My Training Strategy

During my transformation, it became clear two types of programs spoke to me in a practical way. The completeness, functional premise and inspirational motivation from Focus T25, Insanity Max 30, Insanity Asylum 1 and 2, P90X2 and P90X3 set the stage for my fitness longevity (even as an older guy). As a consequence of logging my time with these programs, I’ve extended to training that prepares me for century bike rides, half marathons, triathlons and my current quest for Ironman. I now rotate resistance training, HIIT, endurance and sprints weekly and teach yoga every week. My mantra is balance with all things. The main principle I follow is to always lead with body weight with strict movements and follow up with weights to failure.

My diet

I focused on eating high quality protein, moderate healthy fats and low carbohydrate foods. This also included intermittent fasting for 20 hours a day, five days a week then doing 16 hours of fasting a day, twice a week. These were offset with a 4-6 hour eating window once or twice a day. Overall it’s ketosis-focused with low carb consisting of less than 25 grams net carbs and 10 grams of sugar daily.

There is no counting calories, or macros but there are also no cravings for poor foods. For my protein I focus on grass-fed beef and lamb, pasture-raised chicken, wild-caught fish and organ meat. I found nuts and seeds are fine for snacks, but only have a handful per serving because they pack a lot of good calories in small portions. The fats I eat are mostly avocados, coconut milk, butter, heavy whipping cream and cheese. When it comes to carbohydrates I stick to salad, potato, fruit and leafy greens.

Key Transformation Hacks

1. Food is fuel

I know it can be so delicious we tend to bask in all of its pleasure and forget that our bodies need the nutrients. Fuel for your workouts for recovery and for life – bask in all its glory from time to time.

2. Be more active in life than in gym

Play basketball/baseball/soccer with your kids, plan hiking trips at national parks with your friends and demolish your child in a push-up challenge like I did with my teenage son.
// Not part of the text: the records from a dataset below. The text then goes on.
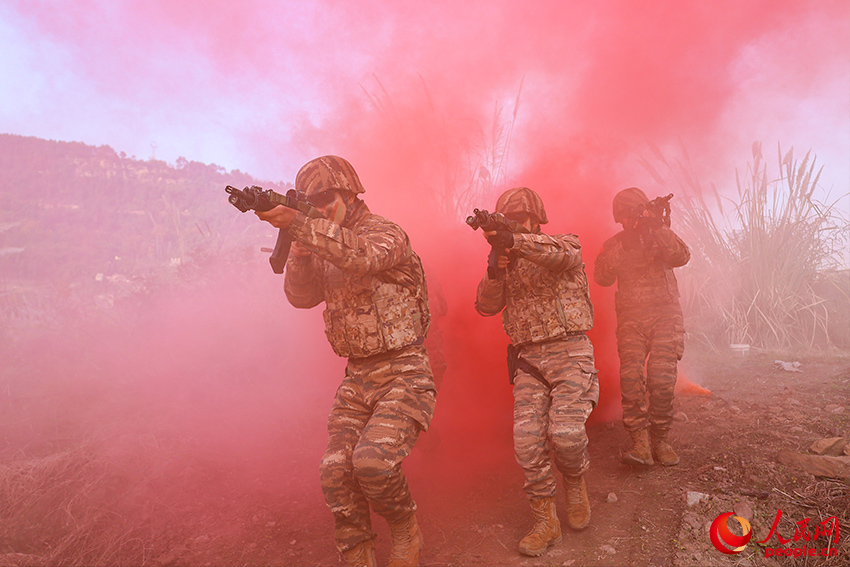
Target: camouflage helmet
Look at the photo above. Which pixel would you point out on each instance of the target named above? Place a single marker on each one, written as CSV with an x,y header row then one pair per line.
x,y
522,200
327,173
627,202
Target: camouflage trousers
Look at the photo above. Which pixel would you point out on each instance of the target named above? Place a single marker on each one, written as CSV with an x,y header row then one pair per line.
x,y
650,342
379,409
550,411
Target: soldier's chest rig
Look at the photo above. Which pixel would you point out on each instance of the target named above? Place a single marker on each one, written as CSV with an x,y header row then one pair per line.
x,y
643,278
372,314
542,305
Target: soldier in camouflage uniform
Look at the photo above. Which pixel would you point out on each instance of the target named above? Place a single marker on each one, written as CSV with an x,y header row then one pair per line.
x,y
376,314
650,329
543,297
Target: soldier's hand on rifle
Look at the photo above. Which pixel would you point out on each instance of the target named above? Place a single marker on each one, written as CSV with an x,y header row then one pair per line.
x,y
278,217
500,239
299,250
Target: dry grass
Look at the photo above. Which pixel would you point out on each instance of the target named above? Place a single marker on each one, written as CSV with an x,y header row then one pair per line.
x,y
767,267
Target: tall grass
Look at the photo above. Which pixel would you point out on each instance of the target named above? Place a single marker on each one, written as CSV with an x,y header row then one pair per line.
x,y
767,268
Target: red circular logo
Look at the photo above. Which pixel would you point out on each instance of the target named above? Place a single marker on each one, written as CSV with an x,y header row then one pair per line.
x,y
724,540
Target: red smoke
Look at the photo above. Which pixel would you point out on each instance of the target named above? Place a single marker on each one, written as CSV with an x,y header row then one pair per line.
x,y
406,92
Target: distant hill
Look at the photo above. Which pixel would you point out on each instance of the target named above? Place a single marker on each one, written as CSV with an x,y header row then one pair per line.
x,y
69,211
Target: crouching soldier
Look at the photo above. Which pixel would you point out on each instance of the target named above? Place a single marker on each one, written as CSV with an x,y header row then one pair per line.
x,y
376,314
541,290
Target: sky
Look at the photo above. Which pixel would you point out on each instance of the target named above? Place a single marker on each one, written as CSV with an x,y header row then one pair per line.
x,y
264,86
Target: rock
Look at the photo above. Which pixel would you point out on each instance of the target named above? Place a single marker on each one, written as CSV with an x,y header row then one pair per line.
x,y
744,510
695,498
831,446
788,366
818,465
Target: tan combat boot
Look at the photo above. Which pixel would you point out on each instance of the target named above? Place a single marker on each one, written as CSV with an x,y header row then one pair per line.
x,y
546,530
361,555
578,505
663,451
640,453
407,542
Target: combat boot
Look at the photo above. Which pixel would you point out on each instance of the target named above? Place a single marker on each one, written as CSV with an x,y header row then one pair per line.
x,y
578,505
640,453
361,555
546,531
407,542
663,451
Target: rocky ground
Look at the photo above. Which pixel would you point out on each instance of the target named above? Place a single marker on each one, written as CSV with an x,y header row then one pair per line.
x,y
165,503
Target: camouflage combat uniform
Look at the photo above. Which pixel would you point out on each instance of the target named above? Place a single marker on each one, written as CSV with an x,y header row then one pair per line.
x,y
377,316
546,310
650,329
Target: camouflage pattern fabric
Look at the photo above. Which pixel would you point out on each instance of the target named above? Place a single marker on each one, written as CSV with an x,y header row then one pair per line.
x,y
650,328
650,343
326,173
550,414
377,414
522,200
377,315
369,277
545,309
544,293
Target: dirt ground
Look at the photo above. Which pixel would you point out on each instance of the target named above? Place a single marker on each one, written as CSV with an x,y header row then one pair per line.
x,y
177,507
728,443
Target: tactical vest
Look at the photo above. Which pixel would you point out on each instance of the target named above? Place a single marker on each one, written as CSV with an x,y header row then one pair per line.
x,y
372,314
643,278
542,305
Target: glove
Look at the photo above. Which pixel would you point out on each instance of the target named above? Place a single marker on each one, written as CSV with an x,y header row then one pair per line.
x,y
501,240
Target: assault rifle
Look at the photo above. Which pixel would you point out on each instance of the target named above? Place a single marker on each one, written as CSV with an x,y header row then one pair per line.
x,y
493,222
659,209
256,198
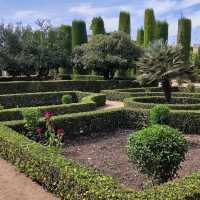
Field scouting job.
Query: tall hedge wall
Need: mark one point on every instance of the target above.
(125, 22)
(79, 33)
(46, 86)
(184, 36)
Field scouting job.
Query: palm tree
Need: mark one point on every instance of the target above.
(162, 63)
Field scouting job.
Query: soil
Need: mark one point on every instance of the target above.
(108, 155)
(16, 186)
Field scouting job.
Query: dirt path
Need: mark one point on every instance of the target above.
(16, 186)
(112, 105)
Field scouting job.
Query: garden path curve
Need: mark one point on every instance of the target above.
(16, 186)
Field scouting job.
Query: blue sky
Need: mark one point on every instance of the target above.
(64, 11)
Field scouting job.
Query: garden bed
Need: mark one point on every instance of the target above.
(108, 154)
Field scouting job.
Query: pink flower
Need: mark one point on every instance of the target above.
(48, 115)
(39, 131)
(61, 131)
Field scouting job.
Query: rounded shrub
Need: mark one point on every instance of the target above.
(66, 99)
(159, 114)
(157, 151)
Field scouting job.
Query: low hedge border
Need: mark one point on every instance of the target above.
(62, 85)
(36, 99)
(120, 95)
(42, 98)
(73, 181)
(87, 102)
(144, 102)
(77, 77)
(65, 178)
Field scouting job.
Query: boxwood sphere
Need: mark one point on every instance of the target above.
(157, 151)
(66, 99)
(160, 114)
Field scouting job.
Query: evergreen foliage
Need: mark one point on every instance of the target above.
(184, 36)
(140, 36)
(161, 32)
(149, 27)
(79, 33)
(97, 26)
(125, 22)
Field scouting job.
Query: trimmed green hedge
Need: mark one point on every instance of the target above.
(181, 103)
(87, 102)
(68, 180)
(65, 178)
(60, 85)
(34, 99)
(78, 77)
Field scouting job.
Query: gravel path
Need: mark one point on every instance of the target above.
(16, 186)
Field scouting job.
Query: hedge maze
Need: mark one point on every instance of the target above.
(68, 179)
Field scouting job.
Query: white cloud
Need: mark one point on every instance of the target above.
(111, 23)
(28, 15)
(88, 9)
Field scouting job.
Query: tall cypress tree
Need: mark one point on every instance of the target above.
(97, 26)
(125, 22)
(79, 33)
(161, 32)
(184, 36)
(140, 36)
(149, 27)
(65, 34)
(65, 42)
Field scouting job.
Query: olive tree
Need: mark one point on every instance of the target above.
(107, 53)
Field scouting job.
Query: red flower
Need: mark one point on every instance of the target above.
(48, 115)
(61, 131)
(39, 131)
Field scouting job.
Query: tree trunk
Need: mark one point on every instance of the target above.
(166, 85)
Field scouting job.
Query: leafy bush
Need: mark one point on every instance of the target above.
(157, 151)
(159, 114)
(66, 99)
(31, 116)
(191, 87)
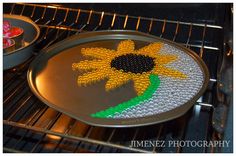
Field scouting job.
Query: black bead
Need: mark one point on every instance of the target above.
(134, 63)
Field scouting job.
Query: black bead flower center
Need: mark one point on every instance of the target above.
(133, 63)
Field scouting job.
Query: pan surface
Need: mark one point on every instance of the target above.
(88, 77)
(31, 34)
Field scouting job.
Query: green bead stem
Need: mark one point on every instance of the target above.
(110, 112)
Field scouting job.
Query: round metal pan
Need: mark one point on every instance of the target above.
(52, 80)
(31, 34)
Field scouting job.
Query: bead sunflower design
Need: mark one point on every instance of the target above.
(141, 66)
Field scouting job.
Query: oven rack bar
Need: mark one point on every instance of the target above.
(120, 15)
(78, 30)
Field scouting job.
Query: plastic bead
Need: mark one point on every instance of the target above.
(125, 64)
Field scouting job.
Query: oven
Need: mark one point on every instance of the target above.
(31, 126)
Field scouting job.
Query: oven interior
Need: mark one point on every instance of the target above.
(31, 126)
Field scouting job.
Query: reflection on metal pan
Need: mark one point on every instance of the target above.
(31, 34)
(118, 78)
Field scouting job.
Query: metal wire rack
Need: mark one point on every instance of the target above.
(31, 126)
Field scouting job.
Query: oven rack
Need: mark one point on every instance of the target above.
(31, 118)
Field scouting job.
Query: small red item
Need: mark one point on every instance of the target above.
(6, 43)
(6, 26)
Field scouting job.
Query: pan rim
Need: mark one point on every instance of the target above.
(131, 122)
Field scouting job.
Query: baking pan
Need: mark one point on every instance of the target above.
(31, 34)
(55, 79)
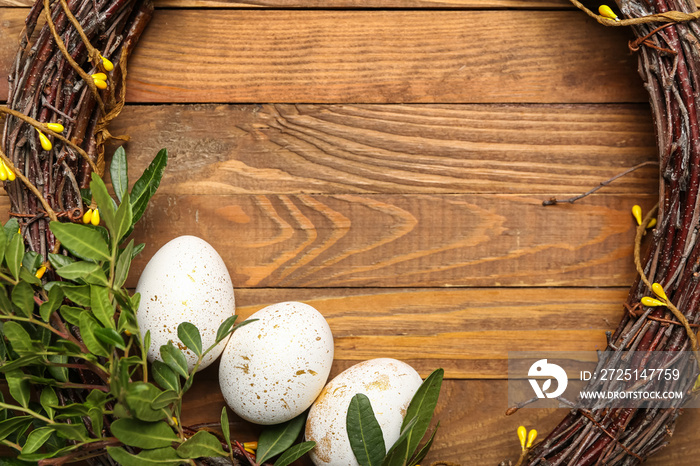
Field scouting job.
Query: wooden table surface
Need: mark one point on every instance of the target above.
(385, 161)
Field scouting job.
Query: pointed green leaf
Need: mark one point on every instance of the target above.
(109, 336)
(36, 439)
(202, 444)
(275, 439)
(19, 338)
(19, 386)
(14, 255)
(118, 172)
(225, 328)
(158, 457)
(174, 358)
(88, 326)
(422, 407)
(147, 185)
(364, 432)
(102, 307)
(121, 272)
(82, 241)
(48, 400)
(142, 434)
(139, 396)
(164, 376)
(105, 203)
(294, 453)
(54, 301)
(23, 298)
(190, 337)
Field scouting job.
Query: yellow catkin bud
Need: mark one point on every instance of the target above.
(651, 302)
(95, 220)
(607, 12)
(522, 436)
(637, 213)
(531, 436)
(100, 84)
(55, 127)
(45, 143)
(659, 291)
(10, 173)
(108, 65)
(87, 216)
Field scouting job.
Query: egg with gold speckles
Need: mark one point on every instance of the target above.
(274, 368)
(185, 281)
(389, 384)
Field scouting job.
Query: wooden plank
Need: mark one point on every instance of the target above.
(293, 149)
(404, 240)
(373, 57)
(467, 332)
(473, 427)
(331, 4)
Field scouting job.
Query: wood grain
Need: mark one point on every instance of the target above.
(473, 427)
(294, 149)
(372, 57)
(404, 240)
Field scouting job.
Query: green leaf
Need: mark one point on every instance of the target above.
(421, 408)
(55, 299)
(89, 272)
(274, 440)
(225, 328)
(13, 424)
(36, 439)
(190, 337)
(160, 456)
(396, 456)
(79, 294)
(140, 434)
(121, 272)
(201, 444)
(14, 255)
(88, 326)
(18, 386)
(139, 396)
(23, 298)
(82, 241)
(294, 453)
(118, 172)
(364, 432)
(165, 399)
(71, 314)
(48, 400)
(102, 307)
(426, 448)
(174, 358)
(59, 260)
(109, 336)
(19, 337)
(225, 427)
(123, 219)
(164, 376)
(105, 203)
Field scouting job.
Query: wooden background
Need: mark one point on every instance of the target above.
(385, 161)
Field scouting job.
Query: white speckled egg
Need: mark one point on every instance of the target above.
(185, 281)
(389, 384)
(274, 368)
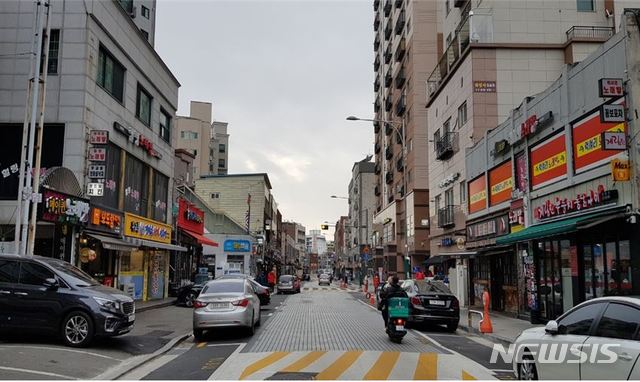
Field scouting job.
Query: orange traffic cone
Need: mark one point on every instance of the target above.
(485, 324)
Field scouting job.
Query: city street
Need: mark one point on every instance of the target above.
(324, 333)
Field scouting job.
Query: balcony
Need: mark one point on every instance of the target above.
(401, 105)
(445, 217)
(401, 49)
(445, 146)
(400, 23)
(388, 153)
(451, 56)
(388, 177)
(400, 78)
(589, 34)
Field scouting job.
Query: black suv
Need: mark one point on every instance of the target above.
(50, 295)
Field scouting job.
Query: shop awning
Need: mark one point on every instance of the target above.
(558, 227)
(113, 243)
(201, 239)
(154, 244)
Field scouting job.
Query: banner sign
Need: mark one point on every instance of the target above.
(588, 150)
(548, 161)
(143, 228)
(477, 194)
(500, 183)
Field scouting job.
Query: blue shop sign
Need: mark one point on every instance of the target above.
(237, 246)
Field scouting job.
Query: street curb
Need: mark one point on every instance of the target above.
(135, 362)
(155, 306)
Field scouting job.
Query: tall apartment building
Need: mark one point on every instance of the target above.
(362, 204)
(493, 54)
(405, 47)
(208, 140)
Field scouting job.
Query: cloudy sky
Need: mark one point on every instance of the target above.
(285, 75)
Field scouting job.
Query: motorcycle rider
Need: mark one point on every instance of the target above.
(393, 289)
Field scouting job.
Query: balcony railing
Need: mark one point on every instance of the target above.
(456, 49)
(445, 217)
(445, 146)
(589, 33)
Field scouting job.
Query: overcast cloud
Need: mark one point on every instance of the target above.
(284, 74)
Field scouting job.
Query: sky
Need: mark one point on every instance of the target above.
(284, 75)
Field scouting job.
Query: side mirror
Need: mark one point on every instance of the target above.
(552, 327)
(51, 283)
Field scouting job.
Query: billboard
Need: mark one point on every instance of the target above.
(477, 194)
(588, 152)
(500, 183)
(548, 161)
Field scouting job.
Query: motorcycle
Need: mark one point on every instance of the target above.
(398, 314)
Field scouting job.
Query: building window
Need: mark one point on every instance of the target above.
(143, 106)
(54, 48)
(165, 125)
(110, 75)
(462, 114)
(585, 6)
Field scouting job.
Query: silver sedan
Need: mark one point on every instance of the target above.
(226, 303)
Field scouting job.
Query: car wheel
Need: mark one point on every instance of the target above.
(527, 369)
(77, 329)
(188, 301)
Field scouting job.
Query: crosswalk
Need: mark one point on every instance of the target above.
(351, 365)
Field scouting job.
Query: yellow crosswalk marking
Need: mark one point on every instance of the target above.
(383, 366)
(467, 377)
(304, 361)
(339, 366)
(427, 368)
(264, 362)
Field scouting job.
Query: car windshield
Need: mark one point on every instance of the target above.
(73, 274)
(425, 286)
(226, 286)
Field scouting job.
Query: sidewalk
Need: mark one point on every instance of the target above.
(505, 328)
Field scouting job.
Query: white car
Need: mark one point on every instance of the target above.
(598, 339)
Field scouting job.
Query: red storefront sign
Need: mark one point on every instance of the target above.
(190, 218)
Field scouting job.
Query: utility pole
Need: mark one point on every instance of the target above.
(25, 188)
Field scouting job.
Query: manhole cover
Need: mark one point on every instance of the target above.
(298, 376)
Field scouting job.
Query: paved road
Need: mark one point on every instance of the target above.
(322, 333)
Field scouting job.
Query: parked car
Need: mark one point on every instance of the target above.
(288, 284)
(611, 322)
(187, 294)
(432, 302)
(324, 279)
(226, 303)
(49, 295)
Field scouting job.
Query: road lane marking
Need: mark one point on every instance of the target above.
(63, 349)
(383, 366)
(47, 374)
(339, 366)
(467, 377)
(261, 364)
(304, 361)
(427, 367)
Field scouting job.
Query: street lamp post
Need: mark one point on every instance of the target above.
(404, 165)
Live life.

3. Minimize stress

Try a yoga class, tai chi, prayer, do mindful meditation or go for a walk. Keeping your stress hormones only for emergencies, like running from that bear at the national park, will provide great health and peace of mind.

Advice to Others

It was a shock to realize how widespread the current societal norms are (prevalence of highly processed foods, refined carbohydrates and mechanisms that support sedentary behavior) to drive the demise of potentially healthy people. Whether your goals are to lose weight or increase performance, lead with a focus on having a well-balanced foundation of being healthy. I, like many others, thought that losing weight/increasing performance and being healthy were joined at the hip, but they’re not mutually exclusive. My future plans are to continue with science-based courses, research and better understanding of the underlying causes of health-degradation to support my future clients to live long and active lives via health coaching.